L: (sambil mengobrol, nggak melihat matanya. malah makan ice cream dengan lahapnya)
A: (santai, tenang menikmati burger dan cola di hadapannya)
L: kamu kok tahu kalau aku lagi di Jakarta? (tanyaku basa-basi sambil terus melahap ice cream yang dingin)
A: tau lah, aku kok (sok banget nih orang, batinku)
L: yeeee....palingan juga tahu dari update twitter dan facebookku. ya kan?
A: dibilangin enggak kok nggak percaya
L: halah, palingan juga dari situ
A:.......
L: lho...kok gelas ice cream-nya robek? (kataku tiba-tiba setelah memperhatikan gelas plastik wadah ice cream)
A: ih.....gelas bekas itu mbak
L: masa' sih?
A: iya gelas bekas. minta tukar sana
L: nggak usah ah, udah mau abis juga
A: ih....pakai gelas bekas masih aja dimakan
L: biarin, namanya juga laper
....
Rasanya
ketika bertatapan muka dengannya seperti itu membuatku heran dan
takjub. Tahun lalu, beranikah diriku melakukan hal semacam itu? aku cuma
menyembunyikan tawa tanpa berani menatap matanya. Sekarang malah duduk
berhadapan dengannya dan berani menatap ke dalam matanya sekalipun
agak...canggung dan malu, menikmati gari-garis wajah dan kumis yang
terkadang membuatku senyum-senyum geli di dalam hati, berani melempar
lelucon dan cibiran, berani....ah berani melakukan banyak hal yang
sebelumnya tidak pernah aku bayangkan bakal melakukannya. Ya, ini
kemajuan.
Tidak pernah kubayangkan sebelumnya bakal
bertemu lagi dengannya dalam keadaan sesempit ini. Tidak pernah.
Kesempatan terakhir yang kupunya adalah ketika dia diwisuda Oktober
lalu. Aku sudah menyiapkan sesuatu untuknya, aku hendak ke Malang untuk
menghampirinya namun gagal karena mendadak kena sakit. Ya itulah
kehendak Tuhan. Takdir menentukanku dan dia tidak bertemu kala itu. Dan
takdir juga yang membawaku kembali bertemu dengannya dalam keadaan yang
tak terduga seperti ini.
Kali ini, ketika
benar-benar bisa duduk di hadapannya seperti ini aku mulai ragu.

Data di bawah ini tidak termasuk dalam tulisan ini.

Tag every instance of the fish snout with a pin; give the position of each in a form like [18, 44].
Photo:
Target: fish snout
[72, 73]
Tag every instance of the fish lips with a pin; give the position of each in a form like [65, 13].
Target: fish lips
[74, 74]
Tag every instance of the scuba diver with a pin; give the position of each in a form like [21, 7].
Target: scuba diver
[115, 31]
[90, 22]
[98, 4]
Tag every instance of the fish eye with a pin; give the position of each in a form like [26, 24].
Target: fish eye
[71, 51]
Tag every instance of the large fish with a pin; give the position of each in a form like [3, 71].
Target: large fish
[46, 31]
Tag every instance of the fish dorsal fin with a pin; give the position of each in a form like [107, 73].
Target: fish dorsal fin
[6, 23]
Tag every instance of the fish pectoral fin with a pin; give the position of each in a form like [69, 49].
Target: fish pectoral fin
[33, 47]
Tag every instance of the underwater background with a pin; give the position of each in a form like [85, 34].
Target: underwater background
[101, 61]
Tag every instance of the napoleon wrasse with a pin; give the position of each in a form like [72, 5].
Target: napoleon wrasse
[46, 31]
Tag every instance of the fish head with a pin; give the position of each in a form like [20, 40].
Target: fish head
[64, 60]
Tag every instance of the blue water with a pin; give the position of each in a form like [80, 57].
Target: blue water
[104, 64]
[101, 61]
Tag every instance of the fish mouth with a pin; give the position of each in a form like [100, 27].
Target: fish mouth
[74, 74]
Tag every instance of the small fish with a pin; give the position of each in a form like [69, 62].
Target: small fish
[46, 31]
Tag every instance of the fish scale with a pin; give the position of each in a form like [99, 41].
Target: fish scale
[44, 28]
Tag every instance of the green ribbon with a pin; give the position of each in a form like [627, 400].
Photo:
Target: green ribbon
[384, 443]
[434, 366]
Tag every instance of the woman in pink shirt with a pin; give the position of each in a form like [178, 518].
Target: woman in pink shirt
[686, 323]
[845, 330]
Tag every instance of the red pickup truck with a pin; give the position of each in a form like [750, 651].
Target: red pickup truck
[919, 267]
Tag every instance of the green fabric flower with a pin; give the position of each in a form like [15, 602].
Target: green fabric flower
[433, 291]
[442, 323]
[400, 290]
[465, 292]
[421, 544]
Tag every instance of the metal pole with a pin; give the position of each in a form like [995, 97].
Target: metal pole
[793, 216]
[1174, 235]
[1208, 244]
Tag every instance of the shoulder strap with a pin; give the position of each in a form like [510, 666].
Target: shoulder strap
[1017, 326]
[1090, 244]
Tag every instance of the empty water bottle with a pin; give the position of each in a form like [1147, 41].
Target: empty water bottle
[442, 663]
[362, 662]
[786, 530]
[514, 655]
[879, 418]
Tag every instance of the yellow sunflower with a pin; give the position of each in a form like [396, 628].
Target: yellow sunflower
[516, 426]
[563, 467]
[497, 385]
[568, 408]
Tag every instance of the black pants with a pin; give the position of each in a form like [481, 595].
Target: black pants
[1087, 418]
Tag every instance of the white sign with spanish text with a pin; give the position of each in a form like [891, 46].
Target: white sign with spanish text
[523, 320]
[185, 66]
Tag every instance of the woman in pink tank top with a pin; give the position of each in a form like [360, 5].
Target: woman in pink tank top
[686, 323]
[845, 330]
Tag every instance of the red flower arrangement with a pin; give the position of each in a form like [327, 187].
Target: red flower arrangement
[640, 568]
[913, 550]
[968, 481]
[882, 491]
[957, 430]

Perasaan itu timbul tenggelam. Semua mulai terasa aneh. Kami seperti
teman lama yang baru bisa berjumpa, ada rindu yang rasanya terobati.
Namun kami juga seperti orang asing yang bingung mencari topik untuk
dibicarakan, ada gap yang membentang di antara kami yang membuat
kami tidak bisa leluasa berbicara. Adakah sesuatu yang salah di sini?
Mungkin, seharusnya tidak pernah ada sesuatu itu. Seharusnya kita bisa
berteman baik-baik. Seharusnya tidak pernah ada permulaan yang
mengakibatkan koma berkepanjangan. Seharusnya tidak pernah ada teka-teki
yang selalu membuat kita berpikir tentang ada dan tiadanya sesuatu itu.
Ya, kita memang tidak pernah bisa melafalkan apalagi menuliskannya
secara gamblang. Dan kita sebenarnya sama-sama tahu kalau itu
menyakitkan, namun kita mengabaikan dan terus melanjutkan tanpa ada
batas waktu pengakhiran.
Di tengah-tengah pikiran
yang carut - marut itu aku memulai percakapan lagi. Sungguh, aku sangat
tidak menyukai awkward moment, aku tidak menyukai sepi, aku tidak
menyukai pertemuan tanpa banyak obrolan.
L: loh kamu nggak kerja toh? katanya setiap hari masuk?
A: tadi kerja kok mbak, lha ini masih pake sepatu lapangan (jawabnya sambil menunjukkan sepatunya yang belepotan tanah)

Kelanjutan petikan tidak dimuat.